Dès lors, les conditions de mise en oeuvre du de l’article L3212-1 du code de la santé publique et du II § 2 de l’article L3212-1 du même codre étant bien remplies au moment de l’admission, ce moyen sera donc rejeté.
Sur la poursuite de la mesure :
En application de l’article L.3212-1 du code de la santé publique, une personne atteinte de troubles mentaux ne peut être hospitalisée sans son consentement sur décision du directeur de l’établissement que si ses troubles rendent impossible son consentement et que son état impose des soins immédiats assortis d’une surveillance constante en milieu hospitalier.

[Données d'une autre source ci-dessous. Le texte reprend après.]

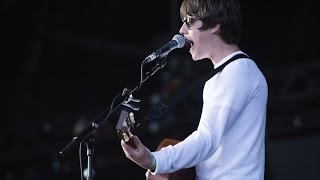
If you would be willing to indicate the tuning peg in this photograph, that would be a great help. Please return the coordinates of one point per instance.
(131, 106)
(131, 118)
(131, 98)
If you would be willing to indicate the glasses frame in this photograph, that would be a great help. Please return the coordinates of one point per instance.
(189, 20)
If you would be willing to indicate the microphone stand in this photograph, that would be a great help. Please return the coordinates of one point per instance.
(87, 136)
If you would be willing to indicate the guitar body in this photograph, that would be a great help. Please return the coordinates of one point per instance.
(182, 174)
(125, 123)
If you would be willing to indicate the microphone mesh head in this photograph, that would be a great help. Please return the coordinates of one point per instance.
(180, 40)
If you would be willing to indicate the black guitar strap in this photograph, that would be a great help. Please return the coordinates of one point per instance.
(162, 107)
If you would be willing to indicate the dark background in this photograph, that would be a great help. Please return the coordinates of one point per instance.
(64, 61)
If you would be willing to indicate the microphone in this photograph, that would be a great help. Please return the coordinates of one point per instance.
(177, 41)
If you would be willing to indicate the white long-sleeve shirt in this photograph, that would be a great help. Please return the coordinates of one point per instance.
(229, 143)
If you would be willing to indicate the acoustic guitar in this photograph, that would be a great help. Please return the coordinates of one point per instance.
(125, 123)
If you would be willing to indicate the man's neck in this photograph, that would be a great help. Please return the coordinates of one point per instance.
(222, 52)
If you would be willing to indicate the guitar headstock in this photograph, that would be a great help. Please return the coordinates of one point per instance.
(127, 122)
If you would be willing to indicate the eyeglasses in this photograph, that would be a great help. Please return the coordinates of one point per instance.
(189, 21)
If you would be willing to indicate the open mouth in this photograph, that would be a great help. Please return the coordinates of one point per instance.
(188, 44)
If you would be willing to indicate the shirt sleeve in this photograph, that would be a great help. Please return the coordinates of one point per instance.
(224, 97)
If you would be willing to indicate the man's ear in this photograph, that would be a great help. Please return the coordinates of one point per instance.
(215, 28)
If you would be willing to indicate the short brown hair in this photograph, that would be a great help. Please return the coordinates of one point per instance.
(227, 13)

Le juge ne peut substituer son avis à l’évaluation par les médecins tant des troubles psychiques du patient que de son consentement aux soins (Cour de cassation, civ 1ère, 27 septembre 2017, pourvoi n°16-22.544).
En l’espèce, il résulte des pièces médicales, de l’avis motivé établi par le docteur [P] le 26 décembre 2024 et des débats de l’audience que l’hospitalisation sous contrainte de l’intéressé doit être prolongée, en l’état de la persistance des troubles et de l’impossibilité pour le patient de consentir valablement aux soins nécessités par son état de santé.

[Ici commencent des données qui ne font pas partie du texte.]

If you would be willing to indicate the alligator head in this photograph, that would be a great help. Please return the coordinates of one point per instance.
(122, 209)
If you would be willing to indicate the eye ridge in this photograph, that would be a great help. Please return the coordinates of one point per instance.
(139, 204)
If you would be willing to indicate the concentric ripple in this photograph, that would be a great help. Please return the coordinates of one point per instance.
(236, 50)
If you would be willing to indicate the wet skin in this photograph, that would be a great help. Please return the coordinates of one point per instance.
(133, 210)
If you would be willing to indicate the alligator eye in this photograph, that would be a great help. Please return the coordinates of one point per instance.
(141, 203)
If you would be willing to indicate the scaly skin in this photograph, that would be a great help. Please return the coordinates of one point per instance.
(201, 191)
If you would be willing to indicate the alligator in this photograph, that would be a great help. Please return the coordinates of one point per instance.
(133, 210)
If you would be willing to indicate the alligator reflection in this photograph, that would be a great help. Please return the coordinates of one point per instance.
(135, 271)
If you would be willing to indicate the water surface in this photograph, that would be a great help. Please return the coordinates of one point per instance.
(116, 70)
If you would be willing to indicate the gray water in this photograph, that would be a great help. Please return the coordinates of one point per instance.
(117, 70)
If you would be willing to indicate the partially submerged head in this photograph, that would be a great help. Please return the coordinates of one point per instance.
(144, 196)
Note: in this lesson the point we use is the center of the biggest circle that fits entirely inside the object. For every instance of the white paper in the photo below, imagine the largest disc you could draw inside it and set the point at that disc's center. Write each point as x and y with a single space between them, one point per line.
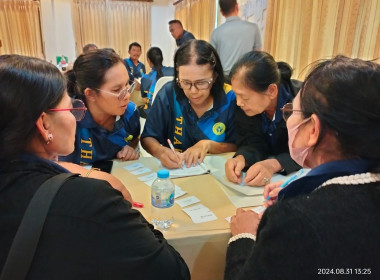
149 177
199 169
200 214
178 192
141 171
187 201
133 166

L’avis motivé précité relève en effet que le patient présente des troubles du comportement de type hétéro-agressif. [M] [E] présente une intolérance à la frustration avec des réactions violentes et des intimidations dans un contexte de mégalomanie et de toute puissance.
PAR CES MOTIFS,
Le magistrat délégué statuant après débats, par ordonnance mise à disposition au greffe, contradictoire et en premier ressort
ORDONNE la poursuite de l’hospitalisation complète de Monsieur [M] [E].
DIT que cette mesure emporte effet jusqu’à levée médicale ou décision médicale de placement sous soins ambulatoires sans consentement et à défaut jusqu’à un délai de six mois suivant le prononcé de cette décision.
Ainsi jugé et prononcé par mise à disposition au greffe le 30 Décembre 2024.